For more information contact:
Chris Mallon, NBA national director. Tel. 07796 543647,

Editors Notes.
#  The EU produces only around 55,000 tonnes of horsemeat of its own - the result of the slaughter of around 200,000 head annually. However imports accounted for at least 300,000 tonnes in 2011 (the most recent figures available) which compares with total EU beef production of around eight million tonnes.
The biggest horsemeat importers are Belgium, France, Luxemburg and the Netherlands. The biggest suppliers are Canada (88,000 tonnes in 2011), Argentina (73,000 tonnes), Mexico 54,000 tonnes, Uruguay (28,000 tonnes), the United States (20,000 tonnes) and Brazil (16,000 tonnes). Most horsemeat is eaten in Belgium, France and The Netherlands.
# The root of the horsemeat scandal is thought to be that processors, whose margins were squeezed by supermarkets who did not pay enough to cover their beef supplier’s costs, turned to an alternative which was five times cheaper.

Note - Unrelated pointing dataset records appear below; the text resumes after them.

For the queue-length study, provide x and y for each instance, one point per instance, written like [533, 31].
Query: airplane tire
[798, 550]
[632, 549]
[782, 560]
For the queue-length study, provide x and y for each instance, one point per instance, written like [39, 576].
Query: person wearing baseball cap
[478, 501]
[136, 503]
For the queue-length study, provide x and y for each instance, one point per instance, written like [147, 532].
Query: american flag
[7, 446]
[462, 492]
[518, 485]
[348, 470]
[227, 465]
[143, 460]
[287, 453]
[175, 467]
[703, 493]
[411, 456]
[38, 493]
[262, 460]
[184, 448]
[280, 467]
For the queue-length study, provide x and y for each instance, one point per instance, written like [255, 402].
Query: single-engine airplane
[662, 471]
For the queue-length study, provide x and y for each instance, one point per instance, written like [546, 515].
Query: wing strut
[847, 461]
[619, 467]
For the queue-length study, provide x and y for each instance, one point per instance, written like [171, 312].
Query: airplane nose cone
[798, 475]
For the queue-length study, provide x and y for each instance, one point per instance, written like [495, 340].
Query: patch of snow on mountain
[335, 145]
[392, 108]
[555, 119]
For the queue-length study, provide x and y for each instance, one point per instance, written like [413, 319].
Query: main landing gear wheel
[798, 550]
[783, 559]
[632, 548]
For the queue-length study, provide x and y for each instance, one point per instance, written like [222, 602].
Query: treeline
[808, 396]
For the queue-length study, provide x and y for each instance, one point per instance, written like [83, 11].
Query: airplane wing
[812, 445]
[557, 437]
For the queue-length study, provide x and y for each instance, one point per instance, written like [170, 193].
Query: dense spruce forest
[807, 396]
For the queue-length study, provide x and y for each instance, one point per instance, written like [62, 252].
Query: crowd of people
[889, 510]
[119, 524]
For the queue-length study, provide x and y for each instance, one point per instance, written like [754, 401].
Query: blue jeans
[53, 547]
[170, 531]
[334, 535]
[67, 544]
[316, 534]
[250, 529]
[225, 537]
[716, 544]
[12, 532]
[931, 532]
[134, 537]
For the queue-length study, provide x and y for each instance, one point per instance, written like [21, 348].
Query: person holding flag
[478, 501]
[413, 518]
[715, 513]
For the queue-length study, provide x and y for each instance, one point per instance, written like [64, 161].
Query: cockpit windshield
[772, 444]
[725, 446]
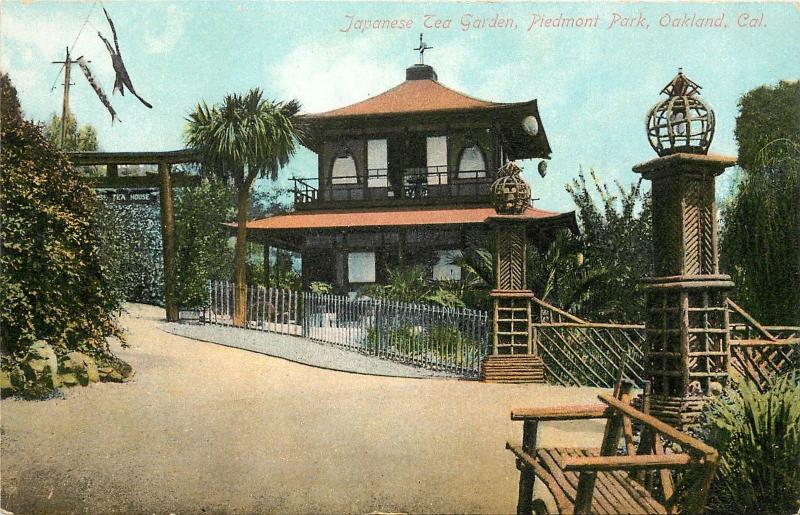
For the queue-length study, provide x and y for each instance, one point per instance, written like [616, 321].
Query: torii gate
[164, 160]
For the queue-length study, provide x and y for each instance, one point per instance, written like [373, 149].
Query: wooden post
[267, 277]
[526, 475]
[686, 345]
[67, 62]
[168, 242]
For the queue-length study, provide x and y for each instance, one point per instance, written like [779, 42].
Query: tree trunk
[240, 259]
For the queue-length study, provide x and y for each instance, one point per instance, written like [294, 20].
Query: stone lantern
[686, 352]
[514, 358]
[681, 122]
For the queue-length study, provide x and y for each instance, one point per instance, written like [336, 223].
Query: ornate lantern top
[682, 122]
[511, 195]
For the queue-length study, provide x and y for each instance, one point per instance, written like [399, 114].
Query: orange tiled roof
[384, 218]
[420, 95]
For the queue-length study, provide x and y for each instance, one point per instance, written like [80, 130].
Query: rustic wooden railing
[759, 352]
[580, 353]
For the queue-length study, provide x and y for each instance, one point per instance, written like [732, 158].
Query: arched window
[344, 170]
[472, 164]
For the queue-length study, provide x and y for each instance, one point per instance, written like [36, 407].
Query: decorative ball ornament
[530, 125]
[542, 168]
[682, 122]
[511, 195]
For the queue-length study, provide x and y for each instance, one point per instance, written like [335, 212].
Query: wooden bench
[604, 481]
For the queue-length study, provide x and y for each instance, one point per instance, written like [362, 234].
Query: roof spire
[421, 49]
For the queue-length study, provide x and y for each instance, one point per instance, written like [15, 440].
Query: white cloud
[325, 77]
[164, 41]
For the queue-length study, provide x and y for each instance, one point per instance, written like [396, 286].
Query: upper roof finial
[421, 49]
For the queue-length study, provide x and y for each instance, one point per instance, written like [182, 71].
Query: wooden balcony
[412, 186]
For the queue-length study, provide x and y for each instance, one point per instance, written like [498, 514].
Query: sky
[594, 84]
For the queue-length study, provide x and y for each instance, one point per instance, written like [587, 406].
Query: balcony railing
[420, 184]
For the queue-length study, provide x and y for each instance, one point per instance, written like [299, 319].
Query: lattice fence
[758, 352]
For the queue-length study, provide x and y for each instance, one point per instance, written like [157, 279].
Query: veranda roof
[398, 217]
[411, 96]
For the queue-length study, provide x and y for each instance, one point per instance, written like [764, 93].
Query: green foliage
[767, 114]
[758, 437]
[412, 284]
[595, 274]
[53, 286]
[438, 341]
[203, 253]
[760, 233]
[81, 138]
[598, 274]
[243, 138]
[320, 287]
[130, 242]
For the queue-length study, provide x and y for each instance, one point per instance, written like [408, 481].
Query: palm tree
[243, 138]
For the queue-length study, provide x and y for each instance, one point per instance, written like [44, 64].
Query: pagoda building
[404, 178]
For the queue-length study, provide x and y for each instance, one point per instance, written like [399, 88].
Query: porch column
[513, 358]
[267, 276]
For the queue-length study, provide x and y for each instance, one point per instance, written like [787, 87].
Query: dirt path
[210, 429]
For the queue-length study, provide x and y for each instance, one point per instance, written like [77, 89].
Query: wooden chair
[603, 481]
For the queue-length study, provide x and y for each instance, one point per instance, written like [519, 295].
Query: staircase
[516, 368]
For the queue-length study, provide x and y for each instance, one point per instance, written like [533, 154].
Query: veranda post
[514, 356]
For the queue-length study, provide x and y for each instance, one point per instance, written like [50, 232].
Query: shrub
[758, 437]
[53, 286]
[203, 250]
[130, 236]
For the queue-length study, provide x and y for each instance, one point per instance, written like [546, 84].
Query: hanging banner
[97, 89]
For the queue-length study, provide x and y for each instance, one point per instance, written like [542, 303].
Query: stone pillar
[513, 358]
[686, 355]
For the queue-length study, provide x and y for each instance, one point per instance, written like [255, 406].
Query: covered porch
[351, 249]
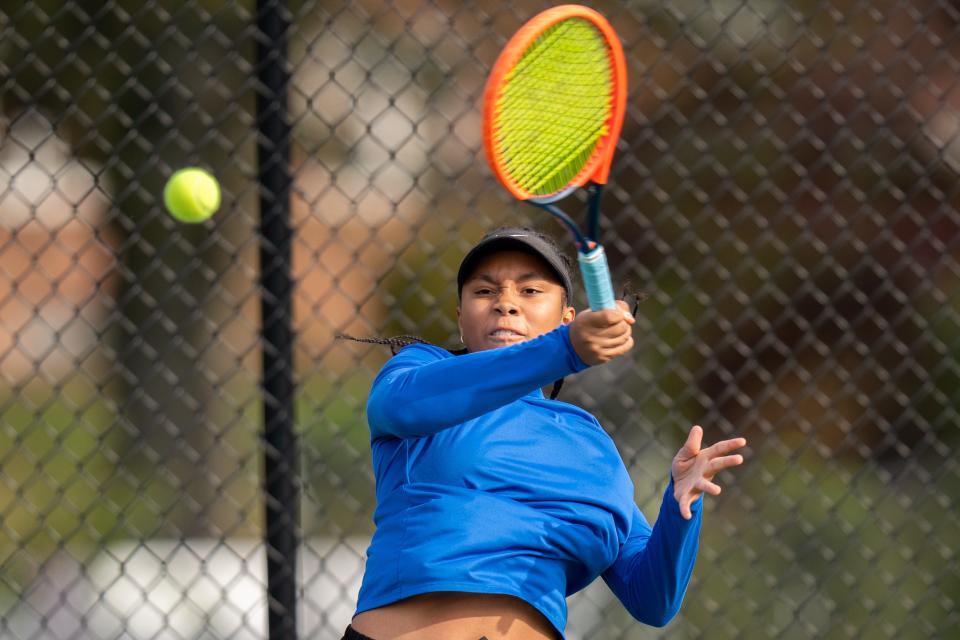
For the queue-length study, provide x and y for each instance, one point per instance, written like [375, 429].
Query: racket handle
[596, 279]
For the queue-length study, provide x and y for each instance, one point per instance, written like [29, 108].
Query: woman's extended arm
[653, 569]
[651, 574]
[420, 392]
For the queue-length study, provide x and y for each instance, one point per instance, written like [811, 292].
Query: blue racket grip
[596, 279]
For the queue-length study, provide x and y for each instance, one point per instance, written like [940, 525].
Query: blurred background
[785, 191]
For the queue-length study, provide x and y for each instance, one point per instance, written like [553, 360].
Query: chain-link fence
[785, 190]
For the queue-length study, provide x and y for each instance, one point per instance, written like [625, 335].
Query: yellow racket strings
[554, 107]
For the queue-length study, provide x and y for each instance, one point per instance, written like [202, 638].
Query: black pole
[279, 439]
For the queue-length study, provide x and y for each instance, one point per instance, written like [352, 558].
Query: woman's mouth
[505, 334]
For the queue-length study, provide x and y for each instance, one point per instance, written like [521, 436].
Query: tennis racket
[553, 108]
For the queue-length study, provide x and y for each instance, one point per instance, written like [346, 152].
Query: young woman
[495, 503]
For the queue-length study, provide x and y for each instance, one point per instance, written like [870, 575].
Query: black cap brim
[516, 240]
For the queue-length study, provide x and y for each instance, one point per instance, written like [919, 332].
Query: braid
[394, 343]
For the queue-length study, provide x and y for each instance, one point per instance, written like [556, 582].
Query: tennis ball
[192, 195]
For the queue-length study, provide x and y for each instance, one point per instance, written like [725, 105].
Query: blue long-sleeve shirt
[485, 486]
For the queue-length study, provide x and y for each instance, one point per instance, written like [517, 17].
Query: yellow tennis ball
[192, 195]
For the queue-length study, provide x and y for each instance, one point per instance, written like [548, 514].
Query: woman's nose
[506, 304]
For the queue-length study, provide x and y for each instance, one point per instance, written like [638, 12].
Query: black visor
[513, 239]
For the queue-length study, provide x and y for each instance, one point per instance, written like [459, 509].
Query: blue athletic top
[485, 486]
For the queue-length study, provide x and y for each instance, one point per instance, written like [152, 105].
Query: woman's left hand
[693, 468]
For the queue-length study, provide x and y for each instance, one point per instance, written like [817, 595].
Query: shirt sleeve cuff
[576, 364]
[670, 504]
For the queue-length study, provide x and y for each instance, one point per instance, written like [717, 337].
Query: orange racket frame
[597, 168]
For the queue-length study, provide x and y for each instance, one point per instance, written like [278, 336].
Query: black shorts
[353, 634]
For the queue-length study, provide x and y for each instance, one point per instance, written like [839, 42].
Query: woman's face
[510, 297]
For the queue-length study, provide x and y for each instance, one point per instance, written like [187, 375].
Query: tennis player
[494, 502]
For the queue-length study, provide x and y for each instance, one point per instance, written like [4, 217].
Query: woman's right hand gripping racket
[552, 113]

However it has emerged that since large scale horsemeat substitution became public on January 16th that the UK’s big four retailers have failed to lift their prices – and so the price squeeze on processors that encouraged the original fraud is even more fierce because the value of prime cattle has surged in the meantime.
A report in The Grocer (April 13th) cites a analysis of 320 fresh beef lines presented by Tesco, Asda, Sainsburys and Morrisons that were stocked on January 16th, and are still on-shelf, which shows that 258 (81 per cent) are still selling at the same price.
Also four per cent are cheaper than they were in mid-January and just 15 per cent have become more expensive.
In contrast shows that 68 per cent of the 82 fresh beef lines stocked by Waitrose on January 16th have become more expensive with 23 holding the same price and just three becoming cheaper.
This suggests that apart from Waitrose the UK’s major retailers have spurned the need to safeguard supply chain integrity by raising retail beef prices.
#  The most recent horsemeat testing results published by the European Commission include confirmation that over 12 per cent of the 353 tests conducted in France were positive.  Also that 12.5 per cent of the 288 tests conducted in Greece were positive too.
# Iceland has been obliged to officially withdraw frozen, diced beef steak, packs on offer in the Republic of Ireland after they were found to contain horsemeat.